Fig. 1. A 3D model of a negatively stained RNA pol I dimer and monomer. (A) Surface representation of the yeast RNA pol I dimers at 3.4 nm resolution. The 2-fold symmetry axis of the dimer is horizontal in the left panel, perpendicular to the plane in the middle panel and vertical in the right panel. Characteristic structural features described in the text, such as the cleft, the channel and the jaws, are indicated. (B) 3D model of the RNA pol I monomer represented in the same orientations as the lower molecule in the dimer shown in (A). The stalk substructure protruding from the model is indicated. (C) Docking of the monomer into the envelope of the dimer, showing that the interface is constituted mainly of the stalk interacting with the end of the cleft. The position of the stalk may be slightly different in the monomer than in the dimer. Bar represents 10 nm in (A) and (B), and 5.5 nm in (C).

Fig. 2. 3D model of frozen hydrated yeast RNA pol I. (A) Diagram showing the orientations of the 266 class averages used in the final reconstruction. Each class average is represented by a point in a (β,γ) coordinate system. (B) Diagram representing the Fourier shell correlation function between two independent reconstructions (continuous line) and the 3σ threshold curve (dotted line). The value of the Fourier shell correlation coefficient is indicated compared with the resolution in 1/Å. (C) Surface representation of the 3D reconstruction of the yeast RNA pol I at a resolution of 3.2 nm. Bar = 5 nm.

Fig. 3. Comparison of the cryo-electron microscopic model of RNA pol I with the atomic model of RNA pol II Δ4/7. (A) Stereoviews of the atomic model of RNA pol II Δ4/7 (ribbon diagram) docked into the cryo-electron microscopy envelope of RNA pol I (transparent shell). The 10 common or homologous subunits are colour coded as follows: Rpb1, white; Rpb2, gold; Rpb3, red; Rpb5, pink; Rpb6, light blue; Rpb8, dark green; Rpb9, orange; Rpb10, dark blue; Rpb11, yellow; Rpb12, light green. The docking was confirmed by previous immunolabelling experiments, represented as orange dots on the left panel. (B) The docking is represented along the three characteristic orientations shown in Figure 1B. (C) Density difference map between RNA pol I and RNA pol II, thresholded at 3σ. Additional densities present in RNA pol I are represented in blue on the atomic model of RNA pol II Δ4/7 (ribbon diagram), and are labelled I, II, III and IV.

Fig. 4. Immunolabelling of the RNA pol I-specific subunits. Purified RNA pol I was incubated with subunit-specific antibodies, and molecular images of immune complexes were analysed to obtain characteristic noise-free images of the labelled enzyme. The statistically significant difference with the corresponding unlabelled view is shown in yellow and is overlaid on the labelled view, represented as blue isodensity contour levels. (A) Characteristic views of RNA pol I dimers labelled with a subunit A49-specific antibody. Left: side view; middle: top view; right: bottom view. (B) Side view (left) and top view (right) of RNA pol I monomers labelled with a subunit A34.5-specific antibody, showing that A34.5 is located at the entrance to the cleft. (C) Side view of a labelled RNA pol I monomer showing that the HA-tagged N-terminus of subunit A14 is placed at the tip of the stalk. (D) Side views of labelled RNA pol I dimers (left) and monomers (right) showing the HA-tagged N-terminus of subunit A43 in the stalk. (E) Representation of the subunit-specific antibody binding sites on the surface of the 3D model of RNA pol I, oriented as in Figure 1B.

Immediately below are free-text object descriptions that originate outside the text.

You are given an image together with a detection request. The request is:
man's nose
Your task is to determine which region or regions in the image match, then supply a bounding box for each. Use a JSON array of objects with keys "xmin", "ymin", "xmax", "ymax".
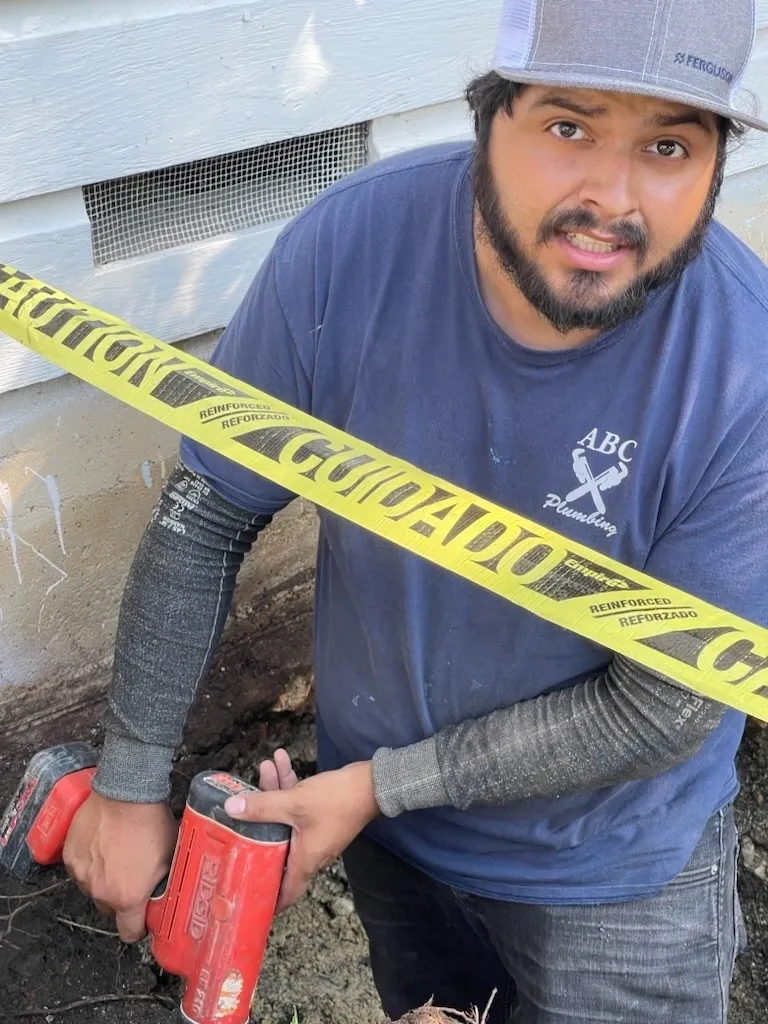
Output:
[{"xmin": 576, "ymin": 147, "xmax": 639, "ymax": 223}]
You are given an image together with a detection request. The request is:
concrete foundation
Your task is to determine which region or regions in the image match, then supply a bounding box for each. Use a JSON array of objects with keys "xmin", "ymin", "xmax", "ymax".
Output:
[{"xmin": 0, "ymin": 332, "xmax": 318, "ymax": 746}]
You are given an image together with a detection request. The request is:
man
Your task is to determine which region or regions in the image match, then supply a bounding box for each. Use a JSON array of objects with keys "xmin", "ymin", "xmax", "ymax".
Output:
[{"xmin": 64, "ymin": 1, "xmax": 768, "ymax": 1020}]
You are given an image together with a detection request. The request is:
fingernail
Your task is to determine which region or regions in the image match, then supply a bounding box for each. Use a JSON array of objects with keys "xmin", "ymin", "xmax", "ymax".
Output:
[{"xmin": 225, "ymin": 796, "xmax": 246, "ymax": 815}]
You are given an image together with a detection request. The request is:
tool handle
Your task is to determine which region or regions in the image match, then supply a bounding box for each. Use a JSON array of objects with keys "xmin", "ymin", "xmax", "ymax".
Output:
[{"xmin": 185, "ymin": 771, "xmax": 291, "ymax": 843}]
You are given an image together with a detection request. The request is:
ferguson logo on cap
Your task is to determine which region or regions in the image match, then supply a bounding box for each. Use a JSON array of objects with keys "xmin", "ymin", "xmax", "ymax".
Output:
[{"xmin": 674, "ymin": 52, "xmax": 734, "ymax": 83}]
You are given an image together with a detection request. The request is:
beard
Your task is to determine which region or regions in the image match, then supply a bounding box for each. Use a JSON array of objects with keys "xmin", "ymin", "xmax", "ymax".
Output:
[{"xmin": 473, "ymin": 142, "xmax": 723, "ymax": 335}]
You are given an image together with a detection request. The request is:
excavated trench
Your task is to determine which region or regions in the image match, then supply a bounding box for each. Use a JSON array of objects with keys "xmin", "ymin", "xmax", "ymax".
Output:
[{"xmin": 1, "ymin": 577, "xmax": 766, "ymax": 1023}]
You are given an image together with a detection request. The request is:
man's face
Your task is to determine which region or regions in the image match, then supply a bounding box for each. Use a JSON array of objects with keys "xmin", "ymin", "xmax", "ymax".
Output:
[{"xmin": 475, "ymin": 86, "xmax": 723, "ymax": 334}]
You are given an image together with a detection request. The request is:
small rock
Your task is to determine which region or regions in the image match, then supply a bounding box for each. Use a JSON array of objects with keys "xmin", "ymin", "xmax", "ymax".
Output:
[
  {"xmin": 330, "ymin": 859, "xmax": 348, "ymax": 884},
  {"xmin": 329, "ymin": 896, "xmax": 355, "ymax": 919},
  {"xmin": 741, "ymin": 835, "xmax": 768, "ymax": 881}
]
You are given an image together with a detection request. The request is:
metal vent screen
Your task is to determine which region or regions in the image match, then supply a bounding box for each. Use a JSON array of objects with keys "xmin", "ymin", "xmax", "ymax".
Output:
[{"xmin": 83, "ymin": 123, "xmax": 369, "ymax": 265}]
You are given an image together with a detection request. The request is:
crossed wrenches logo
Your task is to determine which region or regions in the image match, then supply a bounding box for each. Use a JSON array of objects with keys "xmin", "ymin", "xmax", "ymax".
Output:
[{"xmin": 566, "ymin": 448, "xmax": 628, "ymax": 514}]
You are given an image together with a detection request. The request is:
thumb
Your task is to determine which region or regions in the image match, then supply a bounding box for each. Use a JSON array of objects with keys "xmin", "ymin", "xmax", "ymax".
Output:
[
  {"xmin": 225, "ymin": 787, "xmax": 297, "ymax": 825},
  {"xmin": 115, "ymin": 902, "xmax": 149, "ymax": 943}
]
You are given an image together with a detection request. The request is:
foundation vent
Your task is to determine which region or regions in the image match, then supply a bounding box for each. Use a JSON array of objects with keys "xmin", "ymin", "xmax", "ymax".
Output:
[{"xmin": 83, "ymin": 123, "xmax": 369, "ymax": 265}]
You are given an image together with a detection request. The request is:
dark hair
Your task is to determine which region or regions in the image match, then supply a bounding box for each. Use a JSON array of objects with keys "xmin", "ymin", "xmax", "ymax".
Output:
[
  {"xmin": 465, "ymin": 72, "xmax": 528, "ymax": 150},
  {"xmin": 465, "ymin": 70, "xmax": 746, "ymax": 154}
]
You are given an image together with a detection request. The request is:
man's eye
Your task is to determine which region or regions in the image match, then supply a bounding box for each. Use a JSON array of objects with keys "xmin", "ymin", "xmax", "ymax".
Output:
[
  {"xmin": 649, "ymin": 139, "xmax": 688, "ymax": 158},
  {"xmin": 550, "ymin": 121, "xmax": 587, "ymax": 141}
]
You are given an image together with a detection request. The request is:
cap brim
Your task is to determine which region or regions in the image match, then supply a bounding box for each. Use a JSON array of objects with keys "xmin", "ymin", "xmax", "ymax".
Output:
[{"xmin": 494, "ymin": 67, "xmax": 768, "ymax": 132}]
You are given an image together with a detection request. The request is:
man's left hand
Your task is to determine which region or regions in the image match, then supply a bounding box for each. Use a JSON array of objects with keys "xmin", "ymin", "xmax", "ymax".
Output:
[{"xmin": 224, "ymin": 759, "xmax": 379, "ymax": 912}]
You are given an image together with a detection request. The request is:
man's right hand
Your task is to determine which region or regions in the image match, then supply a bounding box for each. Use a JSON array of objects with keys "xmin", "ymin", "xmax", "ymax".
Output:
[{"xmin": 62, "ymin": 791, "xmax": 177, "ymax": 942}]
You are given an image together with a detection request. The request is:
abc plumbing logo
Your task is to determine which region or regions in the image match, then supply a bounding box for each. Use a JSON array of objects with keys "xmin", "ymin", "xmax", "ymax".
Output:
[{"xmin": 543, "ymin": 428, "xmax": 637, "ymax": 539}]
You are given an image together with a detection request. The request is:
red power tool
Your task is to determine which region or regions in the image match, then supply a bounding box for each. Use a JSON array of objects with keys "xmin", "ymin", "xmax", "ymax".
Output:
[{"xmin": 0, "ymin": 743, "xmax": 290, "ymax": 1024}]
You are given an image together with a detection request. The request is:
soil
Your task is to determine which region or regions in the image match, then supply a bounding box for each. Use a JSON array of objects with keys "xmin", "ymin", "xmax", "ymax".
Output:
[
  {"xmin": 730, "ymin": 721, "xmax": 768, "ymax": 1023},
  {"xmin": 1, "ymin": 601, "xmax": 767, "ymax": 1023}
]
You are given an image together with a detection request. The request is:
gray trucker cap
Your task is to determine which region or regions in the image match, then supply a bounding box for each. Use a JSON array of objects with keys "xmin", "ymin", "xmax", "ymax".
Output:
[{"xmin": 493, "ymin": 0, "xmax": 768, "ymax": 132}]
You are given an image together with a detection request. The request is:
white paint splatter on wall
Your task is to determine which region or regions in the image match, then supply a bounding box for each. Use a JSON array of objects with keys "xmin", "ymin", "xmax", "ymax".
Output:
[
  {"xmin": 25, "ymin": 467, "xmax": 67, "ymax": 554},
  {"xmin": 0, "ymin": 479, "xmax": 22, "ymax": 583},
  {"xmin": 0, "ymin": 471, "xmax": 68, "ymax": 629}
]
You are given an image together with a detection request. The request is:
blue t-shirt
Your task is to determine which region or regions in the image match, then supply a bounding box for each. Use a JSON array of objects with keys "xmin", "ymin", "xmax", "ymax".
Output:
[{"xmin": 182, "ymin": 143, "xmax": 768, "ymax": 903}]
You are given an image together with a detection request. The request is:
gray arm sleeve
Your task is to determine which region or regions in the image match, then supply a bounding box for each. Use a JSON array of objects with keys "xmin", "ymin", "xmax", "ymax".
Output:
[
  {"xmin": 371, "ymin": 656, "xmax": 725, "ymax": 817},
  {"xmin": 92, "ymin": 461, "xmax": 271, "ymax": 804}
]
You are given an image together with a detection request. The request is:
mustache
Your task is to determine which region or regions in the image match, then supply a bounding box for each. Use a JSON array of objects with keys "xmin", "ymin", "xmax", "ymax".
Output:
[{"xmin": 537, "ymin": 208, "xmax": 650, "ymax": 260}]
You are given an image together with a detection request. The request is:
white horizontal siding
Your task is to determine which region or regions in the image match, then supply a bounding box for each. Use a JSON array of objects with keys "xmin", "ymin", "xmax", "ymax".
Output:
[
  {"xmin": 369, "ymin": 100, "xmax": 471, "ymax": 162},
  {"xmin": 0, "ymin": 0, "xmax": 765, "ymax": 203},
  {"xmin": 0, "ymin": 99, "xmax": 474, "ymax": 395},
  {"xmin": 719, "ymin": 162, "xmax": 768, "ymax": 261},
  {"xmin": 0, "ymin": 0, "xmax": 501, "ymax": 204},
  {"xmin": 729, "ymin": 29, "xmax": 768, "ymax": 175}
]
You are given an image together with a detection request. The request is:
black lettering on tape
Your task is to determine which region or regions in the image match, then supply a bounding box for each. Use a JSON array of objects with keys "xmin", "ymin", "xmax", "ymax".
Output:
[
  {"xmin": 153, "ymin": 366, "xmax": 251, "ymax": 407},
  {"xmin": 357, "ymin": 472, "xmax": 406, "ymax": 503},
  {"xmin": 697, "ymin": 633, "xmax": 768, "ymax": 687},
  {"xmin": 290, "ymin": 437, "xmax": 356, "ymax": 482},
  {"xmin": 310, "ymin": 453, "xmax": 396, "ymax": 500},
  {"xmin": 234, "ymin": 425, "xmax": 318, "ymax": 461},
  {"xmin": 463, "ymin": 521, "xmax": 508, "ymax": 553},
  {"xmin": 9, "ymin": 285, "xmax": 57, "ymax": 322},
  {"xmin": 394, "ymin": 492, "xmax": 466, "ymax": 539},
  {"xmin": 60, "ymin": 319, "xmax": 111, "ymax": 352},
  {"xmin": 637, "ymin": 627, "xmax": 733, "ymax": 669},
  {"xmin": 377, "ymin": 482, "xmax": 423, "ymax": 508},
  {"xmin": 0, "ymin": 267, "xmax": 33, "ymax": 312},
  {"xmin": 441, "ymin": 504, "xmax": 490, "ymax": 546},
  {"xmin": 523, "ymin": 554, "xmax": 647, "ymax": 601},
  {"xmin": 473, "ymin": 527, "xmax": 539, "ymax": 574},
  {"xmin": 109, "ymin": 345, "xmax": 159, "ymax": 376},
  {"xmin": 32, "ymin": 299, "xmax": 92, "ymax": 336},
  {"xmin": 124, "ymin": 345, "xmax": 169, "ymax": 386},
  {"xmin": 387, "ymin": 487, "xmax": 456, "ymax": 526},
  {"xmin": 326, "ymin": 453, "xmax": 377, "ymax": 484},
  {"xmin": 336, "ymin": 464, "xmax": 392, "ymax": 498}
]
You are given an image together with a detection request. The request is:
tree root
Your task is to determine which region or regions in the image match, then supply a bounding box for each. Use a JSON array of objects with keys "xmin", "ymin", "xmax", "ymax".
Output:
[
  {"xmin": 11, "ymin": 993, "xmax": 175, "ymax": 1017},
  {"xmin": 391, "ymin": 989, "xmax": 497, "ymax": 1024}
]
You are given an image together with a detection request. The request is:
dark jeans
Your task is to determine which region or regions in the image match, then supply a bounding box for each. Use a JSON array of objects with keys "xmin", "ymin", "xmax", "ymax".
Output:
[{"xmin": 343, "ymin": 807, "xmax": 746, "ymax": 1023}]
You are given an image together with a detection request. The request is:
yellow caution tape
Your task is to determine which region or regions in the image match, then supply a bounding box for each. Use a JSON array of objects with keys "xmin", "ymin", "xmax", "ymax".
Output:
[{"xmin": 1, "ymin": 262, "xmax": 767, "ymax": 723}]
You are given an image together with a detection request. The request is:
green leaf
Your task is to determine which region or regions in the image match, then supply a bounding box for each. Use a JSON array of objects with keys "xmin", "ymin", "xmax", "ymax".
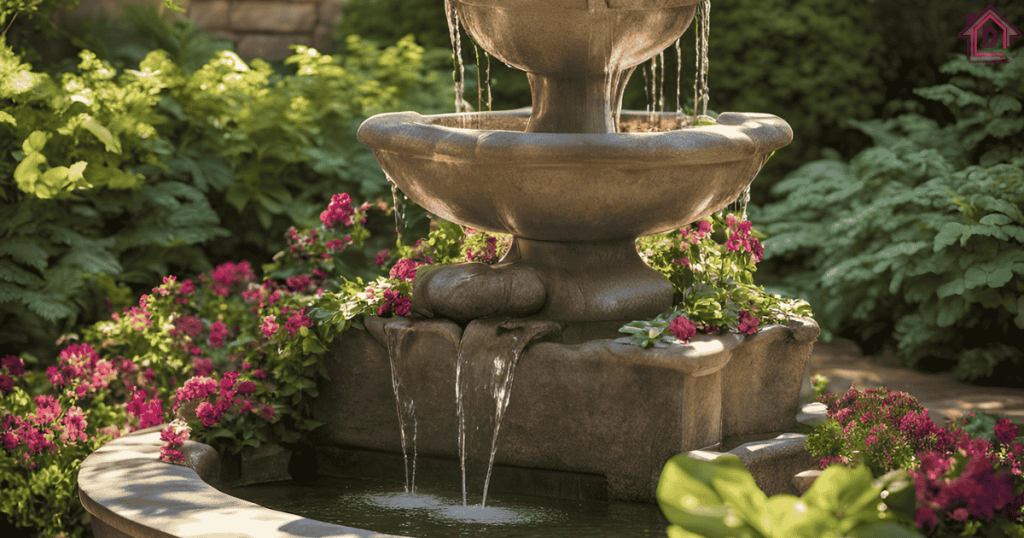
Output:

Fig. 5. Mapping the domains of A190 and A135 interacting with the RNA pol I-specific subunits. Schematic alignment of the largest subunit Rpb1 with A190 (A), and of the second largest subunit Rpb2 with A135 (B). Structural domains are indicated on the RNA pol II sequences and are named as in Cramer et al. (2001). Insertions larger than five residues are mapped on top of the RNA pol I sequences if present in the RNA pol II genes, and on the bottom of the RNA pol I sequences if present in the RNA pol I genes. The size of the insertions are indicated. Conserved regions are represented by black boxes. The regions contacting the additional densities present in RNA pol I are indicated by black bars.